Rela Naik Turun Bukit, Pantarlih di Kabupaten Pasuruan Lakukan Coklit di Perkebunan

oleh -534 Dilihat
Salah seorang pantarlih di Kabupaten Pasuruan rela mendatangi warga di kebun. (Foto: Zia Ulhaq)

KabarBaik.co – Petugas pemutakhiran data pemilih (pantarlih) dituntut bekerja keras dalam mensukseskan Pilkada Kabupaten Pasuruan 2024 yang akan berlangsung 27 November mendatang. Memastikan data pemilih akurat dan tidak ada seorang pun yang terlewatkan.

Salah satunya pantarlih yang ada di Desa Kayukebek, Kecamatan Tutur, Kabupaten Pasuruan, yang harus naik turun bukit untuk menemui masyarakat yang sedang bertani. Apabila tidak dilakukan jemput bola maka capaian pencocokan dan penelitian (coklit) tidak terselesaikan.

Novi Rahma Putri, salah satu pantarlih menuturkan, untuk memenuhi target coklit di Dusun Surorowo, Desa Kayukebek, dia harus mendatangi warga yang masyarakatnya mayoritas petani sayuran di ladang mereka.
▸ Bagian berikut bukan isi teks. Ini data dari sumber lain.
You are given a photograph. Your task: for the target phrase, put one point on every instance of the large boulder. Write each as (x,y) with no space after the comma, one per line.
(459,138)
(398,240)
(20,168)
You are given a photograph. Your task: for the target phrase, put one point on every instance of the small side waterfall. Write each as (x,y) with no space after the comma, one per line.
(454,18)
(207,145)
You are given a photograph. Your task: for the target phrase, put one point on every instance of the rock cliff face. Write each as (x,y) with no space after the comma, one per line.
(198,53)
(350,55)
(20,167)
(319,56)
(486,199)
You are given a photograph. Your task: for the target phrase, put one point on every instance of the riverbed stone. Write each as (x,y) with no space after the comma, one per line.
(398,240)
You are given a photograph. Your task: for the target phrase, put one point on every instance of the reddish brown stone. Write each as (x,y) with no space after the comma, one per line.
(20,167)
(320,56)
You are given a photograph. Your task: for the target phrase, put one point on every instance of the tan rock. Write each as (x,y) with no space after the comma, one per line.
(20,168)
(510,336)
Sebab, saat siang hari mereka bekerja di ladang dan rumahnya dalam keadaan kosong.

“Harus jalan naik turun bukit tempat ladangnya warga yang ada di lereng gunung. Apabila tidak dilakukan coklit dipastikan tidak selesai, makanya harus jemput bola,” tutur Novi yang baru pertama menjadi petugas pemilu saat ditemui, Senin (8/7).
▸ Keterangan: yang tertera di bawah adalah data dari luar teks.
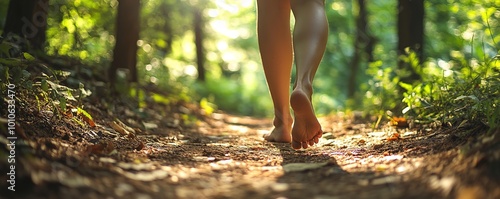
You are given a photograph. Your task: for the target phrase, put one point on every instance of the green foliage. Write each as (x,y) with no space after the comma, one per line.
(465,88)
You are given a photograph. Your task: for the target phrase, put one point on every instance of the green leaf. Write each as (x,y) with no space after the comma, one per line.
(406,86)
(62,103)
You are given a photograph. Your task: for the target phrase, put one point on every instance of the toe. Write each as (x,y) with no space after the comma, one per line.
(296,145)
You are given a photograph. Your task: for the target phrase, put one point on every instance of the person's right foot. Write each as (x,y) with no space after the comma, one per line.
(306,129)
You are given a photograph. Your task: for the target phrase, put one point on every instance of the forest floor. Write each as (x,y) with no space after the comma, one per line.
(178,152)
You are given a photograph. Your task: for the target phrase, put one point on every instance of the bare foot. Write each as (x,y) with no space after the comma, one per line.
(281,131)
(306,129)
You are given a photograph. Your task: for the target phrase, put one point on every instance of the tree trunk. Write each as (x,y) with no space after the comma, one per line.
(198,33)
(363,47)
(127,35)
(28,19)
(410,34)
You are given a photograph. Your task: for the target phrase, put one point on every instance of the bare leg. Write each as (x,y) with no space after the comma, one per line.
(275,44)
(309,40)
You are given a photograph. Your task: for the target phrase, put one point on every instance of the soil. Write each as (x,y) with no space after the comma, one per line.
(179,151)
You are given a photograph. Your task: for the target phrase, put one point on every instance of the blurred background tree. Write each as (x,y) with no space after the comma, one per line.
(207,50)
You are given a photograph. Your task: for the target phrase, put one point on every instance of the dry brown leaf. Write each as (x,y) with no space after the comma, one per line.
(394,137)
(118,128)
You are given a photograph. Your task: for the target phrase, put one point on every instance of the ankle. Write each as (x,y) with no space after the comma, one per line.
(305,87)
(282,119)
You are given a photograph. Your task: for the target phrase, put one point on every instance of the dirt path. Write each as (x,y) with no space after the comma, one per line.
(224,156)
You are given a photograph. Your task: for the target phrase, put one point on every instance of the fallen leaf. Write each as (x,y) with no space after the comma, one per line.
(297,167)
(400,122)
(118,128)
(394,137)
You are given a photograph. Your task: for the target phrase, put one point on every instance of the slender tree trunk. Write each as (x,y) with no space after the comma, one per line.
(363,47)
(28,19)
(127,35)
(410,34)
(198,33)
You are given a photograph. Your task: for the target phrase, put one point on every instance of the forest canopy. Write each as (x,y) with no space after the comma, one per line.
(207,51)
Bahkan, untuk input data e-coklit yang telah didapatkan, Novi harus rela turun ke desa lain agar jaringan didapatkan dan bisa melakukan entri data. Hal tersebut dilakukan berulang kali untuk memastikan data yang dientri masuk ke sistem.

Novi menuturkan suka duka saat melakukan coklit di ladang sayur-sayuran milik warga. Selain suasana sejuk di atas bukit, petugas juga sering diberikan sayur-sayuran saat petani sedang panen. ”Yang menjadi kendala berarti yaitu signal yang sangat sulit didapat,” jelas Novi.

Wahyu, salah seorang warga merasa senang dengan kinerja pantarlih. Meski hingga saat ini dia belum mengetahui siapa saja tokoh-tokoh yang akan mencalonkan pada Pilkada 2024 mendatang, namun dia bertekad untuk menggunakan hak pilihnya.

“Kita sebagai warga desa tetap diperhatikan dalam pilkada ini, meskipun kita tidak tahu siapa yang akan maju kita tetap diberikan hak kita,” ujar Wahyu.

Khodir, ketua Panitia Pemilihan Kecamatan (PPK) sangat mengapresiasi kinerja para pantarlih dengan semangat yang kuat dalam menjalankan tugasnya mendata masyarakat meski lokasi cukup jauh dan melelahkan.

“Petugas coklit yang ada di wilayah Kecamatan Tutur sangat kuat dengan medan hampir setiap daerah pegunungan semua dan warga bertani. Mereka datang untuk mencapai target,” ucap Khodir. Dengan sisa waktu 2 minggu ke depan Khodir menargetkan semua masyarakat di wilayah Tutur dipastikan sudah masuk dalam e-coklit. (*)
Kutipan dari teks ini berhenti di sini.